Another thing that came to my attention: I updated to influxdb 0.9.2.1, but my admin interface is still not working. I am still getting the error from #3222 , so probably something went wrong. Therefore I tried to backup my data and restore it to a new server (where everything is working fine). There is no error while backing up data, but I am not able to restore it. Is there a possibility to restore data even if you are using default config file (there was no need to change config until now)? I also tried to create a new config file and use it to restore data but without any luck. I don't think this is an influxdb error, it seems more like I am doing something wrong. So it would be great if you could extend the documentation about backup/restore to cover all the necessary steps. Because if backup/restore would work, I could easily transfer my data to a new server and try to access it there.

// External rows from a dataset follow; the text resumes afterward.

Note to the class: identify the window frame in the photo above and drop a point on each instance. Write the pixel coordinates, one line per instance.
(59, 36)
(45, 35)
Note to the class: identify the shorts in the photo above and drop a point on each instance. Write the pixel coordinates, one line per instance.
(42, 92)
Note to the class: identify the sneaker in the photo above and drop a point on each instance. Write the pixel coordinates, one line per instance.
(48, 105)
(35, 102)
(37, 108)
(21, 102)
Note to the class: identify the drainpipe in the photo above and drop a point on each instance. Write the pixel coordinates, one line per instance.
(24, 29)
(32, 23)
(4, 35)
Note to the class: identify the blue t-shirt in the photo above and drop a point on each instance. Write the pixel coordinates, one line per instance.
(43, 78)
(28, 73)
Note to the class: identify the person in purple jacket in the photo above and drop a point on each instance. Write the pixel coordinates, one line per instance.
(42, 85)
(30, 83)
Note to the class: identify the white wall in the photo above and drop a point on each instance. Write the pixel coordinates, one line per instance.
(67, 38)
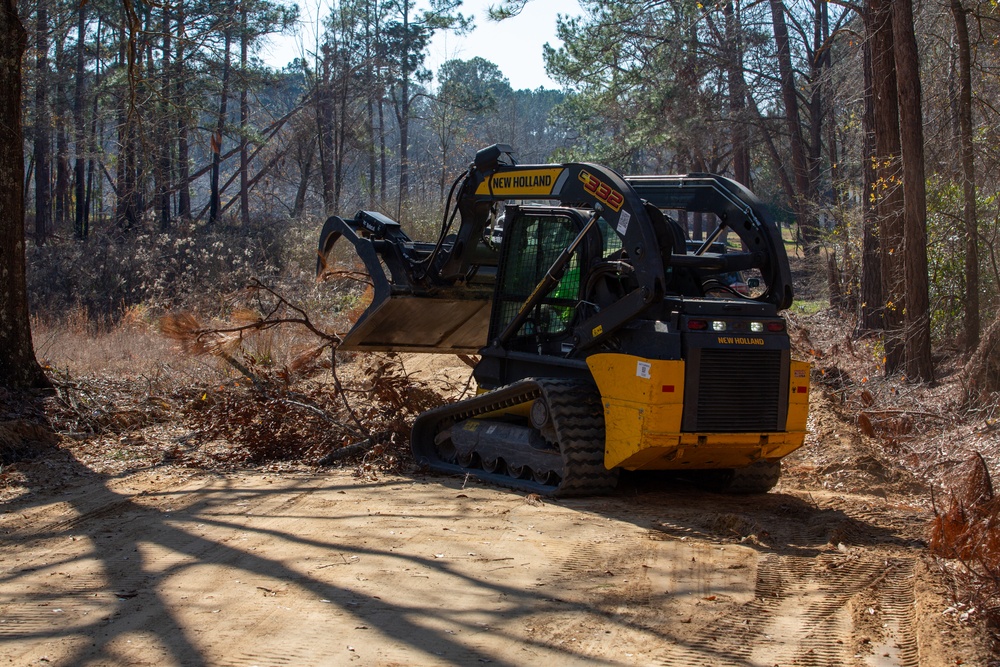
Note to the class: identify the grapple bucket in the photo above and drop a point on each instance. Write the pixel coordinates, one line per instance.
(407, 314)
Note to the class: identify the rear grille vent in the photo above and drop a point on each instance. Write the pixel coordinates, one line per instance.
(740, 390)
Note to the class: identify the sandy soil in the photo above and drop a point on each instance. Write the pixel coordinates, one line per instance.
(102, 563)
(173, 567)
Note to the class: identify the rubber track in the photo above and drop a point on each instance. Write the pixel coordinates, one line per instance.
(578, 419)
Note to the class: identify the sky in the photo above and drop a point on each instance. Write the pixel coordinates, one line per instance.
(515, 44)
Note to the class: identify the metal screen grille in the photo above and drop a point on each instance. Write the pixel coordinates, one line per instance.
(740, 390)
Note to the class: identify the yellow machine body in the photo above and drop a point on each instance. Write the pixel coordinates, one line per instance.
(643, 408)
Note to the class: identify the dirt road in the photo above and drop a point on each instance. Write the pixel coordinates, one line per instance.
(174, 567)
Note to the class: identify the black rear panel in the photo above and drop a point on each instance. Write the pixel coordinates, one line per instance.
(735, 390)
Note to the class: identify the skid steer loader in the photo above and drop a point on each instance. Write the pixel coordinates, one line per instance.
(607, 339)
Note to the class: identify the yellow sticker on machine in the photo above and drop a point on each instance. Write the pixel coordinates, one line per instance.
(521, 183)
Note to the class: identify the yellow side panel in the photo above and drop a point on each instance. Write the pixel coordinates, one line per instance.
(643, 407)
(641, 396)
(798, 397)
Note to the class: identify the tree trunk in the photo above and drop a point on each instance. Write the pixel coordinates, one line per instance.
(918, 364)
(305, 169)
(244, 118)
(800, 162)
(61, 197)
(737, 96)
(126, 213)
(214, 206)
(872, 297)
(18, 365)
(888, 180)
(43, 122)
(180, 104)
(403, 116)
(971, 321)
(80, 124)
(164, 167)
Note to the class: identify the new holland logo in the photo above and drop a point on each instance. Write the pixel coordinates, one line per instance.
(530, 183)
(740, 340)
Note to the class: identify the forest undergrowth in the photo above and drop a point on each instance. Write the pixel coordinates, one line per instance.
(253, 378)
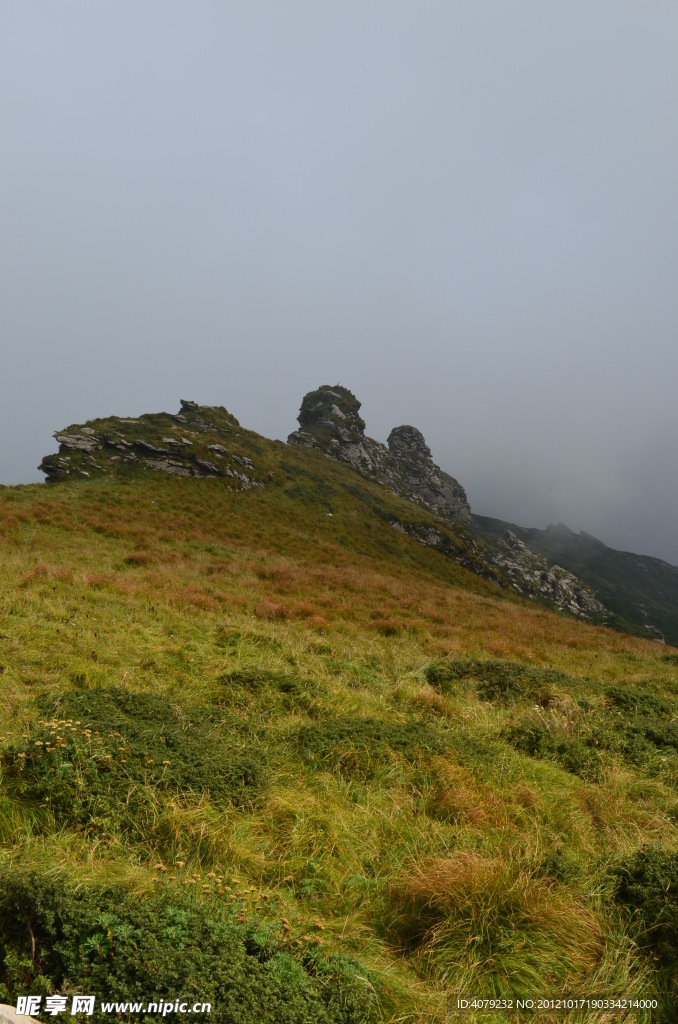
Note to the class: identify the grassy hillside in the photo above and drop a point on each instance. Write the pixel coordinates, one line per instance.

desa commented 9 years ago

@dennisbauer here's some docs on backup and restore.

desa commented 9 years ago

Also have you tried updating to 0.9.3?

drb-digital commented 9 years ago

@mjdesa No, I haven't upgraded to 0.9.3 yet. I installed influxdb 0.9.2.1. on a new server and do some tests at the moment.

About the backup: I was able to backup data, but not to restore. I know how to create a config file, but probably I was doing something wrong about starting influxdb with another than default config. Could you tell me (after creating a config file and restoring data like shown in documentation) how to start influxdb with that config file?

desa commented 9 years ago

@dennisbauer

 influxd restore -config /path/to/influxdb.conf /path/to/mysnapshot
drb-digital commented 9 years ago

@mjdesa I tried that and it looks like the data has been restored, but it is still not accessible. This is why I was wondering if I am doing something wrong. Do I have to restart the server with any special command? Because a simple restart didn't help.

desa commented 9 years ago

@dennisbauer you shouldn't have to do anything special. A simple restart should do it. At this I'd recommend trying 0.9.3 to see if the problem still persists.

drb-digital commented 9 years ago

@mjdesa Ok, thanks. I'll try installing 0.9.3 on a new server. If the problem still exists, I'll reopen the case.

desa commented 9 years ago

@dennisbauer sounds good. Keep me updated.

drb-digital commented 9 years ago

@mjdesa seems working quite well now. As I said, I installed 0.9.3 on a new server and was using it for two weeks now without any difficulties.

desa commented 9 years ago

@dennisbauer glad to hear everything is working.